第013話 自己紹介

 俺は今危機に陥っている。

 悪魔に首根っこを掴まれ、真正面から向き合わされている状況だ。

「ち、違うんだ加賀見、悪魔とはお前のことではなくお前の心の中の邪悪のことを指してて」

「結局私のことじゃん」

 くそう、ごまかしきれなかった。

 どうするどうするどうする。これじゃまたいつぞやの地獄のショーの再来だ。


 俺が焦りに焦っていると、加賀見が突然俺の服を掴んでいた手を離した。

「もういい、私も前みたくはっちゃける気力はない」

「お、おお、そうか」

「前だったらどうだったかわかんない」

「それほんの先月ぐらいまでのことだよな」

 要は俺達が一年生の頃のことだよな。

 何はともあれ助かった。まだ俺は長生きできるみたいだ。


 加賀見の言葉を信じたわけでもないが、コイツが一年の頃より大人しくなったのは確かだった。

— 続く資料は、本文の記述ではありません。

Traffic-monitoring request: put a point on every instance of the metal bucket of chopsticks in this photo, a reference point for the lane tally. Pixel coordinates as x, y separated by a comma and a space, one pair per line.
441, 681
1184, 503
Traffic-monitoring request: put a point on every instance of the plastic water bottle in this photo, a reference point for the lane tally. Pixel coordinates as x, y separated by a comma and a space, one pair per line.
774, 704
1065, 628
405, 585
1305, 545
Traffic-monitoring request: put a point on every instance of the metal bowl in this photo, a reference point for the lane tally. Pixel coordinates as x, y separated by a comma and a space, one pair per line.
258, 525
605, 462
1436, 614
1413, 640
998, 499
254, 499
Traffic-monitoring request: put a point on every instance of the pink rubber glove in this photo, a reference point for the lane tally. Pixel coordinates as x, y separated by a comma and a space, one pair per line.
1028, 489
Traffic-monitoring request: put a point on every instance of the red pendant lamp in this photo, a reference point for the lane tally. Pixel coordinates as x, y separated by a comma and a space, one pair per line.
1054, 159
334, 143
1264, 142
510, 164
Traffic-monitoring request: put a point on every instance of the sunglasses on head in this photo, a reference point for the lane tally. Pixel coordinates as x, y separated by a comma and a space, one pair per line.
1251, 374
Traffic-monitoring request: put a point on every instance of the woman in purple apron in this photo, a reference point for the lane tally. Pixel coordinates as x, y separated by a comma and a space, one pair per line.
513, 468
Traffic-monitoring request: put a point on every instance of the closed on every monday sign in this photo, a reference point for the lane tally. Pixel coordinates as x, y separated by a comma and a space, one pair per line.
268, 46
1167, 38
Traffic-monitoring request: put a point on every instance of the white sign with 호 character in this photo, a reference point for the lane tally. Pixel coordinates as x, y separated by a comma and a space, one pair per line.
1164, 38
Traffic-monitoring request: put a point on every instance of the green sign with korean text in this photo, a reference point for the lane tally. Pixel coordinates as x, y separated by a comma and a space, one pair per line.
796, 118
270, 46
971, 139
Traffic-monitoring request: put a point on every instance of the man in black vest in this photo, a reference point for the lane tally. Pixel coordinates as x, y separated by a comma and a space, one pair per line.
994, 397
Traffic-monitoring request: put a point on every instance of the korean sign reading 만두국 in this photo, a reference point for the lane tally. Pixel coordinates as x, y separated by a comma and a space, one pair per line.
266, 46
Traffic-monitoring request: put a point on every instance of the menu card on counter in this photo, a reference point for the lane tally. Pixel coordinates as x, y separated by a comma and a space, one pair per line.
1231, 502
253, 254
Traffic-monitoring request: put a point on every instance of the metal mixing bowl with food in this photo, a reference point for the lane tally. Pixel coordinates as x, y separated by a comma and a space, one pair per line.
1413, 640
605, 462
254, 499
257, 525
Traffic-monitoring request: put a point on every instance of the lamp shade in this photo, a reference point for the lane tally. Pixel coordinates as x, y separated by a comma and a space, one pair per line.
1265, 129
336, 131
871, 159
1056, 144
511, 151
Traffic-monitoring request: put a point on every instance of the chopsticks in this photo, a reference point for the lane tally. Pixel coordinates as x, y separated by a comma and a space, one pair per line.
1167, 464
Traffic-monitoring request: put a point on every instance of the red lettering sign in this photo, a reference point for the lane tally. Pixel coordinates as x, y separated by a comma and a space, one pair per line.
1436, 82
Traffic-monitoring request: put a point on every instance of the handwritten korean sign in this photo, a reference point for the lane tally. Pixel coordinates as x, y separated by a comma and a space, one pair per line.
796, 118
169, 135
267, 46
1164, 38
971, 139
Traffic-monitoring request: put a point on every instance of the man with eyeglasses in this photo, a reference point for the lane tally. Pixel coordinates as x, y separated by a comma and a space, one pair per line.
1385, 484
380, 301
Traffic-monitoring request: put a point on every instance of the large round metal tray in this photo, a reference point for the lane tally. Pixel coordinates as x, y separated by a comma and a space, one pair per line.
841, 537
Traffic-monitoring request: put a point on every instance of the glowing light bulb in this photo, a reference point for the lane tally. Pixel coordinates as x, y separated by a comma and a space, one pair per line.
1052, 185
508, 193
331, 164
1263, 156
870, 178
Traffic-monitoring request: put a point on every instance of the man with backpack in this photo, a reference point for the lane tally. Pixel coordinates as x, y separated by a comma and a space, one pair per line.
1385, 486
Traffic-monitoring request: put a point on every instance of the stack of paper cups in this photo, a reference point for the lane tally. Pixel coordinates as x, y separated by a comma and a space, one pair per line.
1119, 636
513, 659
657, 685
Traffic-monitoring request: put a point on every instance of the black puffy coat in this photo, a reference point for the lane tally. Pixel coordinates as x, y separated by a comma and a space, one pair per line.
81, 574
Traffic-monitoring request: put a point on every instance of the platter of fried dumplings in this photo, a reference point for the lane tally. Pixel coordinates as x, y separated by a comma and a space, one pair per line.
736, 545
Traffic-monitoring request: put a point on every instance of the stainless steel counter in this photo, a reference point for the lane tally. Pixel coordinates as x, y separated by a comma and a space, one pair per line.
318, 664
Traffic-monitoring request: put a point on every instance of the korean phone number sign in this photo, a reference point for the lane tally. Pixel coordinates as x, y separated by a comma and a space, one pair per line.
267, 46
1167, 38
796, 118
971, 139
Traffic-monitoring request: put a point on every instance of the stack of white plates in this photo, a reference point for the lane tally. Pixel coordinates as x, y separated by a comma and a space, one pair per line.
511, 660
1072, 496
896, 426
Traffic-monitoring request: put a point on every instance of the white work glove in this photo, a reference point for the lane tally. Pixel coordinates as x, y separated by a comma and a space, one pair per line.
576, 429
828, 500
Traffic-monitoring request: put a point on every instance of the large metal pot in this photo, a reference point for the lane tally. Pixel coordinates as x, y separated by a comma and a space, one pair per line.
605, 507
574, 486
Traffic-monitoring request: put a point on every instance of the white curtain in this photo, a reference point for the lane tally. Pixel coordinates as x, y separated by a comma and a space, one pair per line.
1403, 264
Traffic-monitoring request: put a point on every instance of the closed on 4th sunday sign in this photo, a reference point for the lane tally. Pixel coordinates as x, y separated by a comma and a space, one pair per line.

 俺達が教室に集まり雑談しているときでも、先に説明した口撃や制裁は一切やらなくなった。

 最初は別人かと思ったぐらいである。

 実はコイツには双子がいて姉か妹のどっちかが加賀見真幸を名乗っているのではと疑いもしたが、

「なら身をもって本人って証明してもいい」

 と言って獲物えものを見つけたような恐ろしい笑顔を見せてきたので、間違いなく加賀見本人とわかりました。あのとき「信じられないから証明してくれ」とか言いようものなら俺の身は今頃この世になかったかもしれない。


 加賀見と俺達がやり取りしているとその背後から

「やっぱり黒山君達が騒いでたんだね」

 見慣れた女子が三人やって来ていた。やっぱりって何だ、やっぱりって。

「お前ら教室で待つって言わなかったか?」

「そのつもりだったんだけど、廊下がやけに騒がしかったからさー」

「何だろうと思って廊下を覗いてみたら黒山君がいたんだもん。だからもう皆でこっちに来ちゃおうってなってさ」

 加賀見を含め今この場にいる四人の同級生こそ、俺がいつも一緒に学校生活を送っている面子メンツだ。授業で二人組作るときは確実に一人あぶれることになります。


 この女子四人に対して、

「え、えっと、初めまして先輩方、私は奄美葵って言います」

 さっそく葵が挨拶を仕掛けてきた。姿勢を正すものの動きは硬かった。

 俺と初めて会ったときはもっと気安く話し掛けてたくせにこの態度の差は何なんだ。


「さっきも名乗ったけど加賀見真幸。よろしく」

 墨のように黒々とした長くまっすぐな髪を結ったツインテール。

 いつも眠たそうにしているかのように見える半開きの目つき。

 中学生どころか小学生と言われても通じそうな童顔。

 少しでも力を加えたらすぐに折れてしまいそうなスレンダーな体格。

 そして葵よりも背の低い小柄な身長。

 性格を知らない人間からすれば愛らしい天使を彷彿ほうふつとさせる姿をまとった少女が加賀見である。


 で、加賀見の性格を俺の口から知った葵の反応は

「よ、よろしく、お願い、します。か……加賀見、先輩」

 当然こうなる。

 鬼か悪魔、はたまた妖怪と対峙たいじしたかのごとくビビりまくり挨拶も覚束おぼつかない有り様は見てて気の毒になってくる。ただ葵の普段の様子と比べるとギャップがすごいので見てて面白くなってくる。

「あの、そんな怖がらなくても」

「え、いや、怖がってるわけじゃないですよ。先輩方を前に、えーと、そう、緊張してしまって」

 いや明確に怖がってんだろ。緊張だけでこんなわかりやすく身をガタガタ震わせるかよ。

「後輩ビビらすなよ、かわいそうに」

「全部アンタのせい」

 加賀見が俺を睨んでくる。おおう、俺もガタガタ震えてくるぜ。でも全部俺のせいってのはないだろ。割合で言えば俺が1で加賀見が99ぐらいだ。俺的には。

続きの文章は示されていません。